The effort to redirect pucks is one key to playing solid defense, players said, a way to curb high-percentage chances and protecting the goalie in certain situations.
"Shots from the point, in traffic, can be dangerous - from creating rebounds or finding holes - so obviously it helps when guys are blocking shots," Copley said. "It also shows commitment. As a goalie, that's awesome to see. It makes our job a lot easier when guys are getting in the way of those shots."
While the numbers may be a bit inflated - teams often shoot more when they're down - the correlation between blocked shots and wins has been a trend for Washington.
When the Capitals have blocked 19 or more shots in a game, they're 12-2-1 this season. They've blocked a total of 852, second in the league in the category (Ottawa: 950), mostly behind the outstretched sticks of John Carlson and Michal Kempny, who have 111 and 110, respectively.
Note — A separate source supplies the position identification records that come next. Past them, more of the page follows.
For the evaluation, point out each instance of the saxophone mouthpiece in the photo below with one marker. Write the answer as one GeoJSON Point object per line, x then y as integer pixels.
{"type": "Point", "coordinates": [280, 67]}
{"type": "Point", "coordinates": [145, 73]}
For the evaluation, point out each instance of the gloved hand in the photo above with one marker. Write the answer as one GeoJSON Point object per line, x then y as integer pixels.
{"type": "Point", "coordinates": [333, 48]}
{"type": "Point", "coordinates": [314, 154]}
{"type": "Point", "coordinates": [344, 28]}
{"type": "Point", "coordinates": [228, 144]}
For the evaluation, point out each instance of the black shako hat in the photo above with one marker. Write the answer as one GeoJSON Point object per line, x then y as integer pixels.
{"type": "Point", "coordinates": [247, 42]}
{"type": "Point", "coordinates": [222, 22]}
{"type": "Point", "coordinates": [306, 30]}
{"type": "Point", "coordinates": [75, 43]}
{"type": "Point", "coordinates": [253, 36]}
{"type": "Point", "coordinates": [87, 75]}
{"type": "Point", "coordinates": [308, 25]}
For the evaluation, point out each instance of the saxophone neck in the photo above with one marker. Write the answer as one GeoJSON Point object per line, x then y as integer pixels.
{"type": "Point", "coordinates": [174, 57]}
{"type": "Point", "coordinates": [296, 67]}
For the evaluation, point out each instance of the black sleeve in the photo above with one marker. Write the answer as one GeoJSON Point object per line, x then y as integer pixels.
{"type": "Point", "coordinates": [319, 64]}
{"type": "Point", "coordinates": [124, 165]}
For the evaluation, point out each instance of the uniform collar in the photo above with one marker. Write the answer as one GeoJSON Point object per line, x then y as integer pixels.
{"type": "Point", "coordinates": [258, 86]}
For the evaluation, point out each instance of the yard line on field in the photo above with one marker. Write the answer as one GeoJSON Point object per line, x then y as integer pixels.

They're the only teammates who rank in the top 12 in the NHL for blocked shots (Carlson, tied for seventh, Kempny, tied for 11th), making it even tougher to shoot on the Capitals when the defensive duo is on the ice. But both players downplay the significance of the stat.
"It's a little overstated," said Carlson, who blocked a team-leading six shots against the Avalanche. "There are certainly times when we should be blocking shots and other times when it shouldn't get to that point if you're playing it well. But I would just say that usually, when you're up in the game, the other team is making the push."
"It's just part of our job," added Kempny. "I try to make it easier for our goalies. If I can, I always try to block the shot or catch the puck."
Doing so may be routine in the moment, a common occurrence in a game, but it stands to reason that it could affect a player's psyche.
Kempny was asked if blocking an opponent's attempts to the net can weaken their shot as the game progresses, given the mental effect of being denied good chances. He considered it.
"It's possible," Kempny said. "At the end of the game, if you can create momentum, it can be tough to get a shot through so that can frustrate them."
The Capitals aim to limit the amount of time opponents spend in their defensive zone, hitting guys before they can wind up. But when they get there, and shooting lanes open up, players have to find a way to disrupt paths to the net. And the Capitals done a good job.
"It's something we keep track of in house and believe in," head coach Todd Reirden said of blocked shots. "You have to sacrifice and commit to getting in shot lanes - that's important for us. It's also important that we can play a certain way - a way some other teams can't - and that starts with our physical presence."